As one of the most influential designers in fashion, you’d expect Marc Jacobs to embrace a hyper-visual, trend-making platform like Instagram. But at Vogue’s Forces of Fashion panel this week, the industry veteran revealed his true—and less than friendly—feelings about the platform to none other than the app’s creator, Kevin Systrom.

Sitting before an elite audience, Jacobs vented his frustration about the popular app, and how it impacts his work as a designer. “I got really pissed off, to be honest,” Jacobs said of what it had done to fashion shows. “I was frustrated that you were offering a live experience that you worked on for months, only to have everybody holding up an iPad or a phone and not actually looking at the models as the walked down the runway or not actually experiencing something live.”

Jacob’s banned devices from his show last February. “At the show last season, I insisted that the audience put away their devices for seven minutes,” he said. “All I was asking was for everyone to spend seven minutes without an electronic thing attached to their arms.” It was a decision that raised a few eyebrows, but one that Jacobs still stands by. “It turned out well, and I think it’s important to keep playing with those things,” the designer told the audience. It’s a view backed up by research: when people walk around art museums taking pictures, they remember the details of the paintings less.

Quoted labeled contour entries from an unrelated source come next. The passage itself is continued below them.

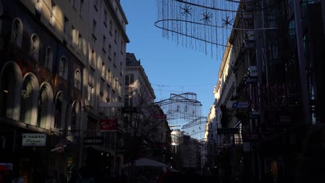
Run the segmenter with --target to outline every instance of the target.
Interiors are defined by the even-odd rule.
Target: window
[[[110,35],[112,35],[112,21],[110,20]]]
[[[96,60],[96,55],[94,49],[90,51],[90,65],[94,67],[95,66],[95,60]]]
[[[76,10],[76,0],[73,0],[73,1],[73,1],[74,8],[74,9]]]
[[[39,12],[41,10],[42,8],[42,0],[35,0],[35,8]]]
[[[40,49],[40,40],[38,37],[33,34],[31,38],[30,55],[36,60],[38,60],[38,51]]]
[[[54,24],[56,23],[56,3],[53,1],[51,1],[50,23],[52,26],[54,26]]]
[[[112,46],[108,45],[108,58],[112,60],[111,57],[112,56]]]
[[[92,105],[92,94],[94,92],[94,85],[91,85],[90,83],[88,84],[88,105]]]
[[[78,41],[78,40],[77,40],[78,32],[77,32],[76,28],[74,28],[74,26],[72,26],[72,31],[71,34],[72,34],[72,42],[73,42],[74,44],[77,44],[77,41]]]
[[[99,0],[94,1],[94,7],[97,11],[98,11]]]
[[[19,19],[15,19],[12,24],[11,33],[11,42],[18,46],[22,46],[23,27]]]
[[[56,98],[56,112],[54,114],[54,128],[61,128],[62,103],[62,93],[60,93]]]
[[[65,57],[62,57],[60,62],[60,76],[65,79],[67,78],[67,61]]]
[[[78,35],[78,47],[79,49],[83,49],[83,36],[81,34]]]
[[[105,67],[105,63],[101,62],[101,78],[105,78],[105,71],[106,68]]]
[[[128,86],[130,85],[130,76],[125,76],[125,85]]]
[[[115,44],[117,43],[117,31],[114,31],[114,41],[115,42]]]
[[[45,67],[52,69],[52,60],[53,60],[53,51],[50,46],[47,47],[46,55],[45,55]]]
[[[97,26],[97,23],[96,21],[92,22],[92,34],[94,35],[96,33],[96,26]]]
[[[101,79],[101,83],[100,83],[100,91],[99,91],[99,95],[101,96],[101,98],[103,98],[103,91],[104,91],[104,82],[105,80],[103,80],[103,79]]]
[[[81,74],[79,69],[76,69],[74,73],[74,87],[78,89],[81,88]]]
[[[294,19],[292,17],[292,19],[290,19],[290,21],[289,21],[289,37],[290,38],[294,38],[295,36],[296,36],[296,28],[295,28]]]
[[[105,35],[103,36],[103,49],[105,50],[105,47],[106,46],[106,37]]]
[[[104,10],[104,21],[103,21],[105,26],[107,26],[107,12]]]
[[[79,15],[81,17],[83,16],[83,0],[80,1]]]
[[[63,31],[67,32],[67,26],[68,26],[68,19],[65,17],[65,24],[63,25]]]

As technology continues to insert itself into our daily lives, designers, comedians and other creative types are taking charge by setting strict, but understandable boundaries, at their events. Comedian Dave Chapelle signed with Yondr, a company specializing in phone locking pouches, to prevent his audiences from leaking his material online. He later justified the decision to Jimmy Kimmel: “It became a thing where I’d walk on stage, I’d see a sea of cellphones,” he said. “I knew that anything in the room, I was saying to everybody, whether they were in the room or not, which is not an empowering feeling as a comedian.” Or, for Jacobs, as a designer.